魔法少女は短命
光の魔法少女を殺した後、私はひよりと一緒に特訓する事が増えた。拷問の魔法少女との戦いを得て、共闘の良さも分かった。
「インヴァート!」
「ディレイ!」
光よりも速い移動。進むのではなくワープに近い能力を捉えるなどまだ魔法少女になったばかりのひよりでは難しい。実際何度も木刀で頭を叩いている。その度にもう一回と喚き、同じ結果を迎える。

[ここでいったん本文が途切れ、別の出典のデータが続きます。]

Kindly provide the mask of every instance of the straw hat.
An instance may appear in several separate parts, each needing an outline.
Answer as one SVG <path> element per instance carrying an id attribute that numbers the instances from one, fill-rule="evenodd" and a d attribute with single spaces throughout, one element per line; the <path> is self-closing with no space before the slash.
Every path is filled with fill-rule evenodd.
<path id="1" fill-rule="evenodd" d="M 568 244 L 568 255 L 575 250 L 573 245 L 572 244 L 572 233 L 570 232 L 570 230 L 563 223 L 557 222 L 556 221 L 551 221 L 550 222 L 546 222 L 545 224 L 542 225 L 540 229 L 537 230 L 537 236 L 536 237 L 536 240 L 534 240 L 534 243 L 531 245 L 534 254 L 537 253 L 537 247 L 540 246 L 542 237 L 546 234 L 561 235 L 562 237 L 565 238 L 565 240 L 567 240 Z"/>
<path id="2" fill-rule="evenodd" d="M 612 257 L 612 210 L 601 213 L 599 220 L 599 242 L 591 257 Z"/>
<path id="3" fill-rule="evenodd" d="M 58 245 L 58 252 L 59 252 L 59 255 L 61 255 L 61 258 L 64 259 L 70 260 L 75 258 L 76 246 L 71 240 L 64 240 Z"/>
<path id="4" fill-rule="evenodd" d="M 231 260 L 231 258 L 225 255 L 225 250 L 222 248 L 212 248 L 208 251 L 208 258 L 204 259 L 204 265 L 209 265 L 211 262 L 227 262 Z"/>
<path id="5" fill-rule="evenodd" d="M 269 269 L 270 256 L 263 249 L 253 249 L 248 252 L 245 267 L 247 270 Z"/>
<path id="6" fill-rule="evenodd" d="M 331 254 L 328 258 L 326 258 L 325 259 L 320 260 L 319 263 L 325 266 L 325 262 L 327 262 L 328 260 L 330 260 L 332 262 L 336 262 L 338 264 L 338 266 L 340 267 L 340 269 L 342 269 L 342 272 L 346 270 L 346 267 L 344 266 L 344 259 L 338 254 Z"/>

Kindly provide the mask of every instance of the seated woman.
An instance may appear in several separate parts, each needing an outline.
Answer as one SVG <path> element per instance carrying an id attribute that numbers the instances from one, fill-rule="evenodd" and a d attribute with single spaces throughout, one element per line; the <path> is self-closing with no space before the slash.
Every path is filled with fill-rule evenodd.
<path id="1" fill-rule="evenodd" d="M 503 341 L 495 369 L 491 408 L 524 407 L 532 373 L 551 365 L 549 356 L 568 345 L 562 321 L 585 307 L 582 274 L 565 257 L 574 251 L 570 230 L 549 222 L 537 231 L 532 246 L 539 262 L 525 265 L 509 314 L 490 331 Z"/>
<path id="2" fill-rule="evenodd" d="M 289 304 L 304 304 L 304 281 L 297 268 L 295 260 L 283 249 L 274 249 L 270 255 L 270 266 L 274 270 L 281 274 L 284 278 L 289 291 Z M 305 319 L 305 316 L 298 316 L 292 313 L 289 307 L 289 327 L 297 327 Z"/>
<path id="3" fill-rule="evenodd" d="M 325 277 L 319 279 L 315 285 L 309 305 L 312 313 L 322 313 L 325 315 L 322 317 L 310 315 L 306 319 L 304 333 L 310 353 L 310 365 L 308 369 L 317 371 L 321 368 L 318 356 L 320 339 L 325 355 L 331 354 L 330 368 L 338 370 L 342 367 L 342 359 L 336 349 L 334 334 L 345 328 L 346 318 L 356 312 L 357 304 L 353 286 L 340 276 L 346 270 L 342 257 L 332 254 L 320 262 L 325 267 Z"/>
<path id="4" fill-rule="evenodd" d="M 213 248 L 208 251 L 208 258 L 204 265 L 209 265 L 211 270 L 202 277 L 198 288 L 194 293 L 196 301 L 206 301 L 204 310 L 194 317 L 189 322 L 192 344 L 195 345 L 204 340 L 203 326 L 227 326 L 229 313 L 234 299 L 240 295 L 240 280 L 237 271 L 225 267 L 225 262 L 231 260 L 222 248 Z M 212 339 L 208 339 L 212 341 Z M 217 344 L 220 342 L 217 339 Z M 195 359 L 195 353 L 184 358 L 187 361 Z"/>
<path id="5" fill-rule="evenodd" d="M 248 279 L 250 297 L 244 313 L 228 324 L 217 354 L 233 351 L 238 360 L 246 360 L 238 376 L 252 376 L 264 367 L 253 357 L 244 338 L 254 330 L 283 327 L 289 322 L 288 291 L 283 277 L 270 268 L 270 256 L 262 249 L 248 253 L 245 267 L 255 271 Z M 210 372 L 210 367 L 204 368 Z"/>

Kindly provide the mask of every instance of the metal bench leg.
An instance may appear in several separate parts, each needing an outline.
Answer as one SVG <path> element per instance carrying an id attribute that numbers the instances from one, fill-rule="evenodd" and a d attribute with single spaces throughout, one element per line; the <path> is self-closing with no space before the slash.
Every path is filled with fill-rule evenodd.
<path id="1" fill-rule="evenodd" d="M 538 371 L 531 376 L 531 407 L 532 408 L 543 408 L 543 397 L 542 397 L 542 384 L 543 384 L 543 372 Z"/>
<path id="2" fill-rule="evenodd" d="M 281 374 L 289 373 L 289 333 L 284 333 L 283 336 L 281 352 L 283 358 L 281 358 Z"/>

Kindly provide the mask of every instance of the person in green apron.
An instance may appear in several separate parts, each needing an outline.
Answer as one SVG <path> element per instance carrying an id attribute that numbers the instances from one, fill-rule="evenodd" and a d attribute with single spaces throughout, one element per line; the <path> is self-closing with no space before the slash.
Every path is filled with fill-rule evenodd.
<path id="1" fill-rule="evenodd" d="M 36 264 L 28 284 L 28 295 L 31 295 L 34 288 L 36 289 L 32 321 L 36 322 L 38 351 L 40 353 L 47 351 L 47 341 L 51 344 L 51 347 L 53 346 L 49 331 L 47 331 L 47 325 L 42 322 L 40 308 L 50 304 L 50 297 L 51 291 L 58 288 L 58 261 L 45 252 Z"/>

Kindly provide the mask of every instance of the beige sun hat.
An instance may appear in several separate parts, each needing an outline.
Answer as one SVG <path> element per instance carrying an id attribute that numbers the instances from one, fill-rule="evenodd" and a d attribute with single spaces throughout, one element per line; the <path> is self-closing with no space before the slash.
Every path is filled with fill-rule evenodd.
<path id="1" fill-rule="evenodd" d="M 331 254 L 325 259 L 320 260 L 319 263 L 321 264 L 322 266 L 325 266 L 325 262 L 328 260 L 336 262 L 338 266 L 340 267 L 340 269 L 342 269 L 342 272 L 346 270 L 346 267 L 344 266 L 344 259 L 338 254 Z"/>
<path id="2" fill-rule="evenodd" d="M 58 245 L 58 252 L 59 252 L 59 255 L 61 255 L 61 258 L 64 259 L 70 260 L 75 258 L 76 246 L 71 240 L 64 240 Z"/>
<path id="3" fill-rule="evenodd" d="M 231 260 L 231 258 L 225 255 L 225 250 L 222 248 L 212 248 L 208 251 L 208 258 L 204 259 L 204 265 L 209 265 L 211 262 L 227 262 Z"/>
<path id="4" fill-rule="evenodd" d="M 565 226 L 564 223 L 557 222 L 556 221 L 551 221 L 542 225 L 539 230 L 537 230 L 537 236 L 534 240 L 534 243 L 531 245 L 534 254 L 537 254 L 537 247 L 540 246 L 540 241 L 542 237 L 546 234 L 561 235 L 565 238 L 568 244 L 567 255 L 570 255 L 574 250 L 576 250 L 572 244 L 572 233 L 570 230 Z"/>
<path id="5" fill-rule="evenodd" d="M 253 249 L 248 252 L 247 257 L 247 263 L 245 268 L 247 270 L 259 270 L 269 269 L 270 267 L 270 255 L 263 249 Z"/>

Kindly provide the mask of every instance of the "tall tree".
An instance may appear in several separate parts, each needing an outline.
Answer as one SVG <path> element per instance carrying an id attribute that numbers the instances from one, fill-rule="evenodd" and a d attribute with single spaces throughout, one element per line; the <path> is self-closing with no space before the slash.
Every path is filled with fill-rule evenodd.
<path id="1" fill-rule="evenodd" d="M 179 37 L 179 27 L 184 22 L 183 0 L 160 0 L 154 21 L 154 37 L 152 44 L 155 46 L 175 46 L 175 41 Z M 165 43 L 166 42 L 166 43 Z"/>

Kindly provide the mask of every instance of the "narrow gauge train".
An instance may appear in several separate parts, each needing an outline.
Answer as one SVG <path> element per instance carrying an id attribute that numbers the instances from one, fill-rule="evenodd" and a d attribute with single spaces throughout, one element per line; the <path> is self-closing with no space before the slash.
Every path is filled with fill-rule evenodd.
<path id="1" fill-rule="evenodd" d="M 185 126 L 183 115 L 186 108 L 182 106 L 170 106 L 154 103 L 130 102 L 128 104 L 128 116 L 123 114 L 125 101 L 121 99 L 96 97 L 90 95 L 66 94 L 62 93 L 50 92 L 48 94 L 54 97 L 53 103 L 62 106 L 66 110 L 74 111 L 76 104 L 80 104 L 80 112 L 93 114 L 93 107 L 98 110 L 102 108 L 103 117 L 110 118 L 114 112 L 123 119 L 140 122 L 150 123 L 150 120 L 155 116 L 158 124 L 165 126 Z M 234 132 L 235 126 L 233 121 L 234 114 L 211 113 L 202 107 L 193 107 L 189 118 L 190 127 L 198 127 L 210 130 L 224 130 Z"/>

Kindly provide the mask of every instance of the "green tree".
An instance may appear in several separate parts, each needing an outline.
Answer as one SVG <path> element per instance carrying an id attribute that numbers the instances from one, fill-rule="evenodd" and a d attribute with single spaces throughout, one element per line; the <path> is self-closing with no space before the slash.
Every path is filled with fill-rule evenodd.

もう何回戦った事か。だが、これは良い訓練だ。なるべく実戦形式で訓練をしたいが信じられる魔法少女は少ない。ステッキを向けずに入れ替えるのも中々上手くなってきた。距離が出来るとやはり安定はしないが、近接戦では十分に使えるレベルだ。
木刀と木刀が打ち合う音が青空の下に響く。空を切る音、地面を穿つ音、人に当たる鈍い音は響かない。ひよりも魔法少女になったばかりだというのに身のこなしは私と同程度。才能に嫉妬してしまう。
同じ腰を反って避ける行動も迫力が違う。ひよりは思わず当たってしまいそうだ。大きいのも不便なだけだと自分に言い聞かせ、木刀を振るう。
「インヴァート!」
能力を発動して視点が変わる間に体勢を変えられる一瞬を活用し、読まれていただろう反撃を避ける。互いに手加減をしない一進一退の攻防。だが、わずかに能力の使い方でひよりに勝り、彼女の首元に木刀を向ける。
「私の勝ち~炭酸ジュース一本ね~」
「うぅ……能力使っとけばよかったぁ~!」
互いの反省を言い合いながら近くの自動販売機まで足を運び、無駄に高い炭酸飲料を買ってもらった。目の前で見せつける様にキャップを捻り、炭酸の抜ける音が響く。その音を堪能し、ニマニマとしながらひよりを見つめる。
「うっざ~次勝った時はエナジードリンク買ってもらうからね!」
私は知っている。ひよりがエナジードリンクを嫌いという事を。そして炭酸水も嫌いという事を。つまりこの自動販売機のラインナップでひよりが飲める最高値は百二十円だ。それに比べてこれは百八十円。思わずドヤ顔が出てしまうのも無理はない。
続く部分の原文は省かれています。